Thumbs Down on Film Tax Credit

The Patriot News has a scathing editorial against Pennsylvania's Film Tax Credit.  Here is the deathblow:

A closer look at the "motion picture industry" employment statistics (cited in the report) reveal growth of a mere 556 jobs from 2002 to 2007. That's not the bonanza some would have us believe.
Here is our recent take on the study and more on film tax credits

2 comments:

W said...

I think we should consider more than just the jobs directly created by the tax credit. How about the businesses which benefit from the film production? The tax revenue from associated costs? The free publicity?

I remember people from outside the region telling me how excited they were to visit Philadelphia after watching "The 6th Sense".

Only in Pennsylvania would people complain about something which reaps benefit.

-W
http://bill84121.blogspot.com

Nathan Benefield said...

You forget a few key thing.

1) The Sixth Sense was made before the film tax credit was available. It can hardly be considered being responsible for "bringing that film" to Pennsylvania. In fact, M. Knight Shyamalan's films didn't suck until he started taking taxpayer subsidy.

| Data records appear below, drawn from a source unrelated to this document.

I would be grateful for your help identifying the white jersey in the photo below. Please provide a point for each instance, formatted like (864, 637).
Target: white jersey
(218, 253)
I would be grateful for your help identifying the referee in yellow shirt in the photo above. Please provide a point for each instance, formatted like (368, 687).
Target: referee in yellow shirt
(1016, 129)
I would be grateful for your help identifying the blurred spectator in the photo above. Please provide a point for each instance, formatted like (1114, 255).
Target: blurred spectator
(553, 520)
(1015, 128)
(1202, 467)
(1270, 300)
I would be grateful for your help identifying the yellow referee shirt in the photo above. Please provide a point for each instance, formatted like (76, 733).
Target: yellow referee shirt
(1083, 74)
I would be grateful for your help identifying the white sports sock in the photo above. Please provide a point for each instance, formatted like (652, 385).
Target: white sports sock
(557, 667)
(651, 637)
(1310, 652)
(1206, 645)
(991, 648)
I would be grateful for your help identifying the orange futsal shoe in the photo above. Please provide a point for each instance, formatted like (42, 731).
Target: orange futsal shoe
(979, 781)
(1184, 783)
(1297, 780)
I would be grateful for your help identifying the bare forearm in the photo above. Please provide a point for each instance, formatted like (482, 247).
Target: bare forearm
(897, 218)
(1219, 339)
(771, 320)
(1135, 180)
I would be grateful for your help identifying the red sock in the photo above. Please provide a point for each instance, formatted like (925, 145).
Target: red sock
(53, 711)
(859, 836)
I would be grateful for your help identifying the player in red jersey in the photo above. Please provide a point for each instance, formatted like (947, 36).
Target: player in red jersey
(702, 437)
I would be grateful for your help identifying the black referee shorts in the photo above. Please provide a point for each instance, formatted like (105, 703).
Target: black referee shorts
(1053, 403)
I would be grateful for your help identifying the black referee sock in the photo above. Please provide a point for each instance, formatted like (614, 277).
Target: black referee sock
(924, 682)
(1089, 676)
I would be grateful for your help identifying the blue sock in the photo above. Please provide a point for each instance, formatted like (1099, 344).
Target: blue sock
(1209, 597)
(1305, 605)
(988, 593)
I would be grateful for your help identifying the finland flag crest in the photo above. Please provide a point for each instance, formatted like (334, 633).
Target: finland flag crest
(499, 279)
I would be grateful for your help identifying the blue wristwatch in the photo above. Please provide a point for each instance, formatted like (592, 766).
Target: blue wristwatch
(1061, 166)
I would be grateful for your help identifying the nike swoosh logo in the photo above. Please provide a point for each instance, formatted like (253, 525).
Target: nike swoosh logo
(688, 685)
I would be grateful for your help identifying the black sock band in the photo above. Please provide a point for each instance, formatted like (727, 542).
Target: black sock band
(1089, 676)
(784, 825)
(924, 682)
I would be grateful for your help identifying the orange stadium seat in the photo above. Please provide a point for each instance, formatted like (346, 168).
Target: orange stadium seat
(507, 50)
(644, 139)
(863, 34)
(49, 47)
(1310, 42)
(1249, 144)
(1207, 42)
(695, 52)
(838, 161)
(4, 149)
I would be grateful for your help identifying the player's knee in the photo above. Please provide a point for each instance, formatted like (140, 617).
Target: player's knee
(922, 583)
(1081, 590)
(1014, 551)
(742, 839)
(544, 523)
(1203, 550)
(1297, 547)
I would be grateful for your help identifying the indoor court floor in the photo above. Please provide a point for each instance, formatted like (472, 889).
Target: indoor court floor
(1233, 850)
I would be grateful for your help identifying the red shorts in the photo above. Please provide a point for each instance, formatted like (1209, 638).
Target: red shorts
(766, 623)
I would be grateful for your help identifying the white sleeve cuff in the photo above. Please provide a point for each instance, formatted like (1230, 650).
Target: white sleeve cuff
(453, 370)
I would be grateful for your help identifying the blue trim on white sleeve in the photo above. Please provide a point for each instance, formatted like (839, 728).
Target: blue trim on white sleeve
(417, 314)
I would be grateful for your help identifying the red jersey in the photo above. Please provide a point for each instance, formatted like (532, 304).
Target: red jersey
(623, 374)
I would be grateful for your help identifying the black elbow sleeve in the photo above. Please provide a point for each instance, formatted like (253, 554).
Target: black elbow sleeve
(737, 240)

2) Every business has multiplier effects - other businesses that benefit from their presence, tax revenue, publicity (e.g. Harley, Hershey, the Steelers). Most have far greater impact than the film industry, since they aren't temporary job creators.

So why should the film industry alone get the tax credit, while every other business gets higher taxes? A lower tax rate would benefit both filmmakers and every other business, and be far better economic policy.